Published in October 2023

Sand dam projects can play a key role in alleviating water shortages in rural communities, but they can also do so much more. Speaking with a member of the Gurdo community in Ethiopia, we hear about how achieving a reliable water source is helping people to thrive and develop their livelihoods without the burdens of water scarcity.

Buno Gori is a 29-year-old resident of Gurdo kebele (sub-district) in southern Ethiopia. She is married and is a mother to two children, a son and daughter. She is an agro-pastoralist whose livelihood is dependent on both livestock and crop production, like many others in the wider community.

Buno explains to us that, before the Gurdo sand dam project, she struggled to find enough water for herself and her family. Like many other women in the region, she would have to travel for long distances each day to fetch water. The journey could be very difficult and take hours to complete, leaving women like Buno with little time and energy for the rest of the day’s activities.

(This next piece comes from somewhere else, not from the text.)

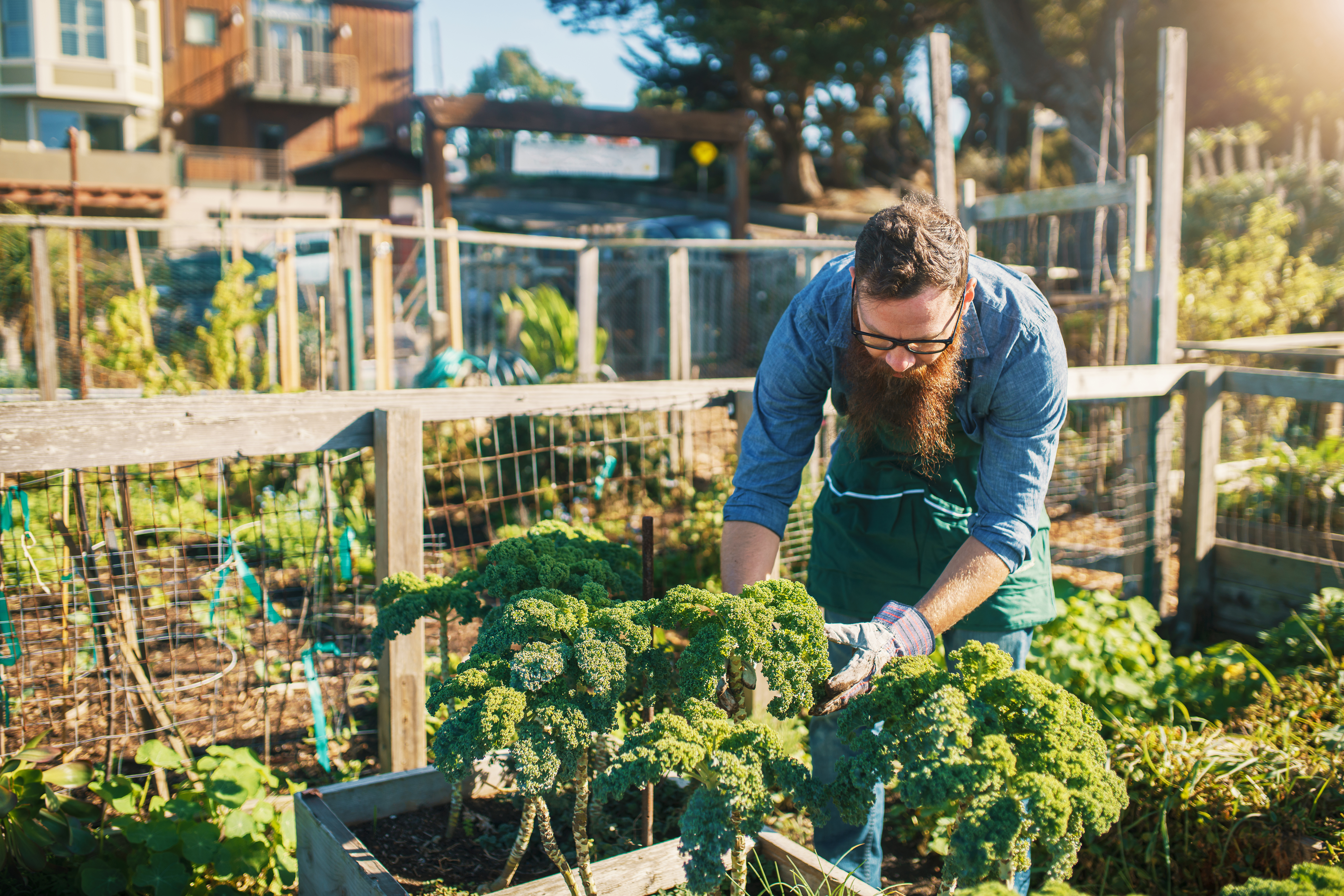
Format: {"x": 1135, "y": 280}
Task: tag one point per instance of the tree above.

Despite making this tough journey on a daily basis, completing the task alone meant that women were not always able to fetch enough water to meet the needs of their families. Buno described this situation for us in more detail, sharing that, "After travelling for three hours, we could still only bring 20 litres of water on each trip. Our children would use this for drinking, whilst adults would have to travel to drink at the water source."

What water people could find was often dirty and could even carry waterborne diseases, yet they had little choice but to drink it and risk serious illness due to the lack of any alternative sources. In Buno’s own words, "We didn’t have an option other than dying of thirst".

In the context of these great challenges, the Gurdo community were able to construct a sand dam with the support of Action For Development (AFD), Sand Dams Worldwide (SDW) and funding from Jersey Overseas Aid, Isle of Man Government and the Beatrice Laing Trust, providing themselves with a supply of clean water that they could use for drinking, watering livestock, and cultivating crops on their farms.

On top of supporting with the sand dam’s construction, AFD also provided training for community members in conservation agriculture and WASH (water, sanitation and hygiene), helping them to make the most of their new water source and minimise the spread of waterborne diseases. Buno even proudly declared that, "there is now no waterborne disease in my family". 

A key part of the sand dam project also involved supplying farmers with seedlings to grow more trees, such as mango, papaya and moringa trees. Being able to grow these new kinds of produce helps people to expand their farms, add variety to their diets, and regreen their environments with healthy vegetation.

Buno Gori - member of the Gurdo community - southern Ethiopia"The sand dam project has brought life to the community, not just for us but for our livestock and our crops too. Now I can fetch water from near my home and use it to grow new produce. In the coming days, I will sell my produce in the local market and use the money to expand my farm."

Buno Gori, member of the Gurdo community, southern Ethiopia.

Buno concludes our interview by stating that the Gurdo sand dam project has helped the community to become more resilient to their climate, by providing clean water and improving the productivity of their farming. She expresses her gratitude towards AFD and those who supported the project for the change it has brought to their lives.